The Story Behind the Gator Boy and Controversy

Cajun Kitchen Rallies to Save ‘Gator Boy’

(originally written by Independent.com)

“Gator Boy” may be forced to ride into that good night after a recent complaint to City Hall sparked an official review of the mural on the north side of Chapala Street’s Cajun Kitchen Café. Unless café co-owner Juan Jimenez can convince city officials that the bayou-and-breakfast-inspired imagery should remain a permanent fixture of Santa Barbara’s highly regulated, historic downtown corridor, the popular piece of public art will come down next August.

Gator Boy Mural on the Cajun Kitchen Building on Chapala

Gator Boy Mural on the Cajun Kitchen Building on Chapala

Jimenez — who, along with his brother, is in the process of taking over the 30-year-old restaurant chain from their dad — commissioned artist Curt Crawshaw to create the mural last December as part of a larger effort to spruce up and re-brand the business. Jimenez said he repainted the building, added new signs, and switched coffees. He got customer blowback about the new brew but received overwhelmingly positive responses about “Gator Boy.”

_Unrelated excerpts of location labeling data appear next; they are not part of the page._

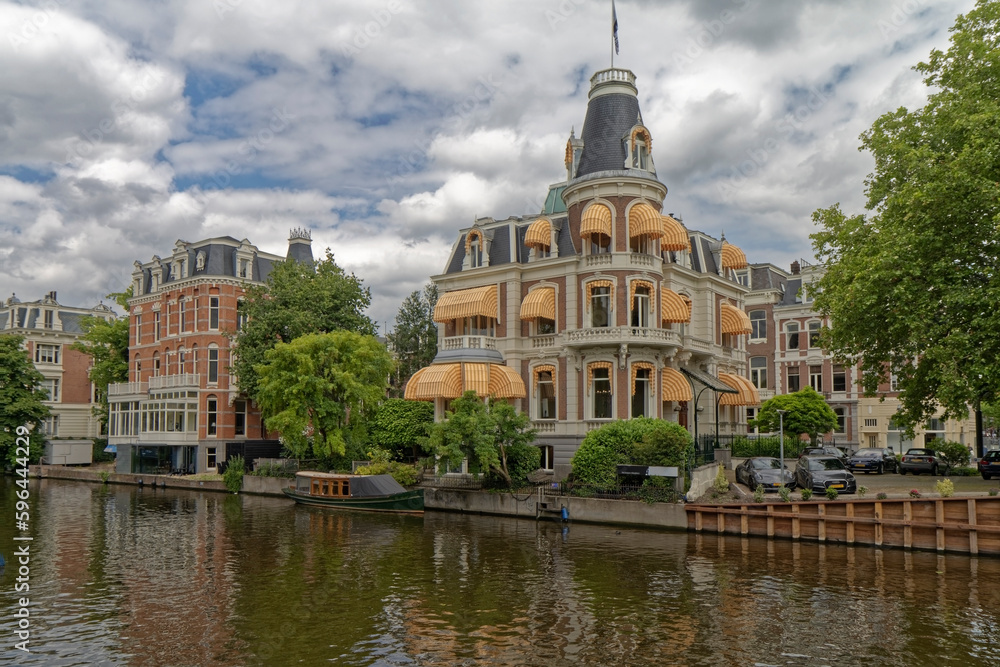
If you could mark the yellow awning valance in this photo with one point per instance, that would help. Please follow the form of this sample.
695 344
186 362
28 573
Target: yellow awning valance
539 234
596 220
675 237
452 380
466 303
539 302
747 392
641 366
599 283
733 257
475 233
674 307
734 320
644 220
675 386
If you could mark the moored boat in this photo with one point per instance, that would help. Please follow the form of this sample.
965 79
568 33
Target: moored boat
375 493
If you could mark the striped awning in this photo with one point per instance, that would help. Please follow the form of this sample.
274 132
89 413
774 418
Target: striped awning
644 220
674 307
539 234
452 380
675 237
675 386
733 257
539 302
747 392
734 320
596 220
466 303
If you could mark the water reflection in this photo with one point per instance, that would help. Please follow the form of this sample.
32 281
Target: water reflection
142 577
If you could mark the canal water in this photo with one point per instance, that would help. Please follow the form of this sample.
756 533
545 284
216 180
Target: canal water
126 576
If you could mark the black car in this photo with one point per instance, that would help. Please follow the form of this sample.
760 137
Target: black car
872 459
820 473
989 464
764 471
921 459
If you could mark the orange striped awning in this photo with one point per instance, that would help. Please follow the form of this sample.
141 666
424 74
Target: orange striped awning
539 234
674 307
468 239
675 237
596 220
747 392
641 366
435 381
539 302
466 303
675 386
644 220
452 380
733 257
734 320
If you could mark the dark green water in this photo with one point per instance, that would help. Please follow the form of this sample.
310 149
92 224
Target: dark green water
121 576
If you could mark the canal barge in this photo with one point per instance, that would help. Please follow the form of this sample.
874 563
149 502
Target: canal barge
374 493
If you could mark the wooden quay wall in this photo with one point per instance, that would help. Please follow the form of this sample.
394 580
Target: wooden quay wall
959 524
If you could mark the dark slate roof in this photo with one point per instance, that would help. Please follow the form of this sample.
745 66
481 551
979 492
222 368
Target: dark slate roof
500 246
609 118
456 261
71 321
792 287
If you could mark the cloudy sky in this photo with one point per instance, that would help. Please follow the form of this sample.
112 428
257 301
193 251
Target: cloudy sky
386 125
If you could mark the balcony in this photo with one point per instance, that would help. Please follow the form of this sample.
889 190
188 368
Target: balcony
185 380
469 343
127 389
618 335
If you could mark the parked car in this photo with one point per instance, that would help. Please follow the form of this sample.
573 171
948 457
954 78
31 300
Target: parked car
921 459
872 459
764 471
989 464
822 472
825 450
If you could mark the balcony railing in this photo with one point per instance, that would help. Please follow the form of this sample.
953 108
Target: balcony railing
171 381
469 343
127 388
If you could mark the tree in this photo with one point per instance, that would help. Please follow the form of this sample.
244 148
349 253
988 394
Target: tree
298 298
107 345
807 413
485 434
414 338
911 288
398 426
310 389
21 397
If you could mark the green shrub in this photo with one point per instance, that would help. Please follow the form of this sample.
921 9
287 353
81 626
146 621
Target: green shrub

That was until this summer when the city sent him a letter explaining the mural went up without the proper approvals and that Jimenez would either need to apply for a permit — which was unlikely to be granted — or paint over it. Shortly thereafter, Jimenez launched a public campaign to keep the mural, offering free coffee and T-shirts to customers who Instagramed a photo of themselves with “Gator Boy.” The #savegatorboy hashtag now has 214 posts, and Jimenez recently ran out of T-shirts.

On August 13, Jimenez and Crawshaw took their case to the city’s Historic Landmarks Commission (HLC). While the commissioners unanimously agreed that “Gator Boy” is a fine piece of art created by a talented muralist, they knocked the pair — both of whom grew up in Santa Barbara — for completing the work without permission in El Pueblo Viejo Landmark District and its strict adherence to Spanish colonial architecture and design. “If you’ve lived here all your lives, you should know we regulate the downtown and talk about everything,” said Commissioner William Lavoie. “Bad boys.”

The HLC toyed with giving approval, but commissioners worried the decision would set a precedent for other businesses to erect their own, less-appealing murals and then point to Cajun Kitchen when applying for after-the-fact permits. “We have to guard against this kind of thing proliferating across city,” said Commissioner Michael Drury. Commissioner Judy Orias agreed that the art itself wasn’t the problem; it’s the location. “I have to ask myself, is this something I’d want in front of De la Guerra Plaza?” she said. “It’s a charming, nice piece of art, but I wish it was up at Five Points or someplace else.”

The only permanent mural in El Pueblo Viejo lives on the side of Paradise Café, HLC members noted, and the piece on the back of the Indigo Hotel was permitted as a temporary exhibit with a one-year lifespan scheduled to expire in December. Other commissioners noted that “Gator Boy” faces a building previously used by the Hollister family as an office space and that any structures around the office need to be managed with care and sensitivity. Historical activist Kellam de Forest, speaking during the meeting’s public-comment period, wondered, “Is the crocodile Spanish enough to pass muster?” Jimenez offered half-seriously: “We could add a sombrero.”

In their comments to the HLC, Jimenez and Crawshaw said they have great respect for the city and never meant to upset its leadership with “Gator Boy.” They also noted that the mural is tucked into Cajun Kitchen’s parking lot and not highly visible from the street. “It was intended to be lighthearted and uplifting,” Crawshaw said, “something that would stick out enough to get some attention and be new and interesting, but also fit into the surroundings enough to be embraced and enjoyed, which it has been.”

The HLC ultimately ruled that “Gator Boy” could stay up until August, at which point it will have to be removed. Commissioners advised Jimenez and Crawshaw that they could appeal the temporary permit to the City Council, which could hypothetically grant permanence, but that such a move by the council would “open a whole can of worms.” The hearing is scheduled for October 14.

Jimenez admitted this week that he was naïve for not getting the right permits in the first place, but he took issue with how the HLChearing and the city’s overall oversight process has played out. “We felt treated like we were just kids who tagged a wall,” he said, stressing that he wishes city decision makers would be better facilitators for public art, not roadblocks. “We understand that people don’t want Santa Barbara to look like L.A.,” he went on. “But it’s gotten to the point where Santa Barbara is looking way too plain rather than beautiful and historic. And too plain can be a negative.”